Ariana Madix Reveals Love Island S8 Will Feature Your Two Teachers From Elementary School That Lowkey Had Chemistry

By Simran Patel | Photo By Grace W

Your favorite summer dating show has a new shocking twist! Host of Love Island, Ariana Madix reveals that the show will feature two very familiar characters in your, yes, YOUR life. Not a celebrity. Not an influencer. Not even attractive people. Those two teachers from elementary school who stayed flirting. 

Remember that one time when they were chaperoning that field trip to whatever the fuck museum/aquarium/zoo and he made a really unfunny joke about George Washington and she started Zendaya laughing. Like full throwing her head back laughing. And she was like lowkey a bitch too. Like the type to give you a 94% with a “please check rubric next time:).” Baby this is fourth grade, just give me the 100??

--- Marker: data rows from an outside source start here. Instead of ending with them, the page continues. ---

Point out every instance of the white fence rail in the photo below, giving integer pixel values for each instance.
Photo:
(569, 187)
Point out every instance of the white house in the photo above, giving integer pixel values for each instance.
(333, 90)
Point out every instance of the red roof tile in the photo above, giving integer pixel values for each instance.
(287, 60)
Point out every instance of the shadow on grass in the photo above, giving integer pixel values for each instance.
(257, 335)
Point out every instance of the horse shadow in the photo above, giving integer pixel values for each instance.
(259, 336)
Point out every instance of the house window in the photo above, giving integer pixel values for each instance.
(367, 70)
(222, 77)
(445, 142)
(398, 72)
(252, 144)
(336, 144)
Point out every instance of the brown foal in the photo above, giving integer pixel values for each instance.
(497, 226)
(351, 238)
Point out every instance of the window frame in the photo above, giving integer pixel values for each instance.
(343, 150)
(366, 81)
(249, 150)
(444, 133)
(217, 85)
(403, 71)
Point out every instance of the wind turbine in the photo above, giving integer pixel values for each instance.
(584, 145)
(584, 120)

Or when they grazed hands grabbing an Expo marker. They held intense eye contact at the smartboard. The same smartboard that had a guide on how to multiply by nine using your hands. And a class of 25 nine year olds watched that shit like it was porn. Those two really thought this was Scandal or something. You two make $25k/year and can’t afford to leave your spouses. Lock in. 

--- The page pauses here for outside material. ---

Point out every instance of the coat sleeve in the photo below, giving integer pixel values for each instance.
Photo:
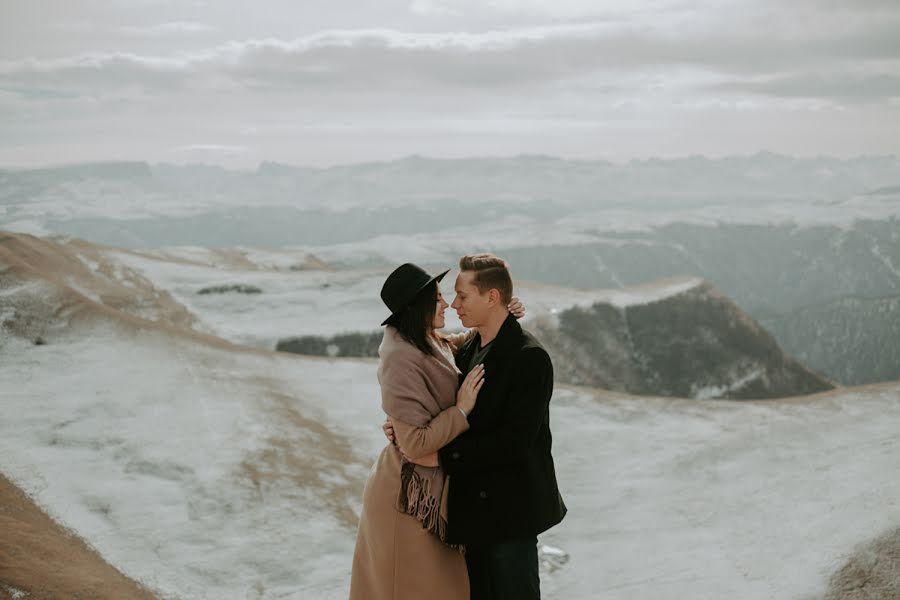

Well, they are going to Fiji next summer. 

Apparently one of the kids in your elementary school is a producer for the show and thought it would be a good idea. Yeah, someone from your hometown who you grew up with is now greenlighting international television events. They thought it would be interesting to revisit this chemistry. And yes, this person who is your age and has experienced almost all the same things as you is doing better than you. Don’t make a scene about it please. 

Anyways, over a decade later, they’ve found themselves both divorced and not really up to much besides pretending they “still love teaching.” Even though they hate kids, and grading, and that stupid fucking building. With no summer plans, they decided to go to Love Island. Even though they’re both lowkey too old, #maybethegoldenbachelorhun? Honestly you should be dreading this. The real world is infiltrating your summer love palace. It’s going to be harder and harder to ignore the fact that this show is maybe a little bit unethical?

Also you have to see your teachers in swimwear. And in relationships. And doing the heartrate challenge. Acting like they haven’t yelled “inside voices please” at a child in the past 3 months. 
But look on the bright side: this is going to be the superbowl for your elementary school friends. Group chats will run rampant with awful fan edits of your two teachers making longing eyes at each other from across the villa. They’ll definitely make a ship name for their couple. You might even be able to ride the coattails of their fame. Post a picture of your fourth grade yearbook or something. 

This summer, your childhood is being televised.

And unfortunately, America is seated.